How to Create a Program Blueprint for a Grant Application
You can include a Logic Model on your grant application. The Logic Model is a graphic blueprint of the key elements of a proposed program. It looks at inputs, activities, outputs, outcomes, and impacts. If you live and work in the world of grants, avoiding the Logic Model is difficult. Just about every type of funder seems to want you to include a Logic Model in the program design.
Here’s what the columns of your Logic Model graphic should contain:
Inputs: These are the human, financial, and physical resources dedicated to your grant-funded program. These resources include money, staff and staff time, volunteers and volunteer time, facilities, equipment, supplies, and community partners.
Strategies: These are what your program uses to organize the inputs. Using effective strategies helps the program to fulfill its mission. Basically, the funder wants a recap of your goals.
Outputs: These are the direct results of your program’s implementation activities. They’re actually written as indicators of productivity. Outputs usually start with the phrase number of and reflect how you’ll quantitatively track your program activities. You can extract output language from your objectives narrative (found earlier in your program design) and from your evaluation narrative as well.
Short-, intermediate-, and long-term outcomes: These are the benchmarks or measurements for your target population during and after program activities. For the outcomes, you can simply reuse your SMART objectives. Some funders want to see short-term outcomes (3-month SMART objective measurements), and others want to see intermediate outcomes (6-month SMART objective measurements). All funders want to see long-term outcomes (12 months or longer SMART objective measurements).
Long-term impact or impact statement: Funders want to know what long-term outcomes or impact (changes in systems and processes after the funding is expended) you anticipate for your target population.
Here is the basic structure for the Logic Model with intermediate and long-term SMART objectives. Keep in mind, though, that this is only one example of how funders may instruct you to prepare your Logic Model form.

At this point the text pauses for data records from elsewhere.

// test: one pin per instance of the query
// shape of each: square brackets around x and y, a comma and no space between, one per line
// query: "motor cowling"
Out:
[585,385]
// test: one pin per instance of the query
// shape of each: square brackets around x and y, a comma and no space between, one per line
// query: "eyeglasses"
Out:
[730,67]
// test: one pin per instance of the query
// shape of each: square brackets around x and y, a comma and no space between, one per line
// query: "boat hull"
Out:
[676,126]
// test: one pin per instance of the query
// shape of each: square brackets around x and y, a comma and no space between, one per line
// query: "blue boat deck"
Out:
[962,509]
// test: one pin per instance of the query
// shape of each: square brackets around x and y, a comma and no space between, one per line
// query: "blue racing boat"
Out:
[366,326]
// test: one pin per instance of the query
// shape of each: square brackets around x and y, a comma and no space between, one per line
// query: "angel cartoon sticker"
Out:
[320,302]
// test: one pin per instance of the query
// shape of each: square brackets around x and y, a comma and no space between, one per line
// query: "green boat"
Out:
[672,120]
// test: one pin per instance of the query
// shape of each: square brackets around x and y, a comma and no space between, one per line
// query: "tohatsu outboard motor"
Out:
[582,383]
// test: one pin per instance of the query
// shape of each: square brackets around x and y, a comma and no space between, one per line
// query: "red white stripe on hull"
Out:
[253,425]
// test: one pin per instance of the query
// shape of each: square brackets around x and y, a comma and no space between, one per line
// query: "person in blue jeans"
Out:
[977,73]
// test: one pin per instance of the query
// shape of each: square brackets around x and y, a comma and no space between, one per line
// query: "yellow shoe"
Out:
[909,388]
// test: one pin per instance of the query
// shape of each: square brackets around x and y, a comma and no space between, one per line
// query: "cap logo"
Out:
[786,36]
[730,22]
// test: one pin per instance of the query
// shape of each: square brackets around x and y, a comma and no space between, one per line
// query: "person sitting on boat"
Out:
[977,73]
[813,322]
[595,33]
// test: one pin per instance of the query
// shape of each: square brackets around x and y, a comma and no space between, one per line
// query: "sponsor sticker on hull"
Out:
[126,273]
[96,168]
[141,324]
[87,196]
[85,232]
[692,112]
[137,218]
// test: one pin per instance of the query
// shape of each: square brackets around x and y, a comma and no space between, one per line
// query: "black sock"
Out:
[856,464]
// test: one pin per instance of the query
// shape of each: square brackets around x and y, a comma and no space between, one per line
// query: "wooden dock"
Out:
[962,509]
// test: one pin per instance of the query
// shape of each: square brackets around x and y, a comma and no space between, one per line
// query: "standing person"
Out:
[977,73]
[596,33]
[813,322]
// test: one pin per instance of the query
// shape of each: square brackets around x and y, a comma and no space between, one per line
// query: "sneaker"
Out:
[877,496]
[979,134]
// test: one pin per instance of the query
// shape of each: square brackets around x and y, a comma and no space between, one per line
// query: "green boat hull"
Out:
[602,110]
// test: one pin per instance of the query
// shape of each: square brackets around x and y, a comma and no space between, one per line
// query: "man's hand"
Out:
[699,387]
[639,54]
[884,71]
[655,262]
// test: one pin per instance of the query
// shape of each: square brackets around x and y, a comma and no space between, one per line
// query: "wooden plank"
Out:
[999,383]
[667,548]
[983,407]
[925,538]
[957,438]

Illustration by Ryan Sneed
If you have a multiple-year program, you need to have multiple-year Logic Models. Each year’s model should show a set of inputs, activities, outputs, outcomes, and impacts on its own page.
The Logic Model isn’t a process you can pick up overnight. But reviewing the online materials at the W.K. Kellogg website can help with the learning curve. Type “logic model development guide” into the site’s search box and download the W.K. Kellogg Foundation Logic Model Development Guide from the Show All Results menu.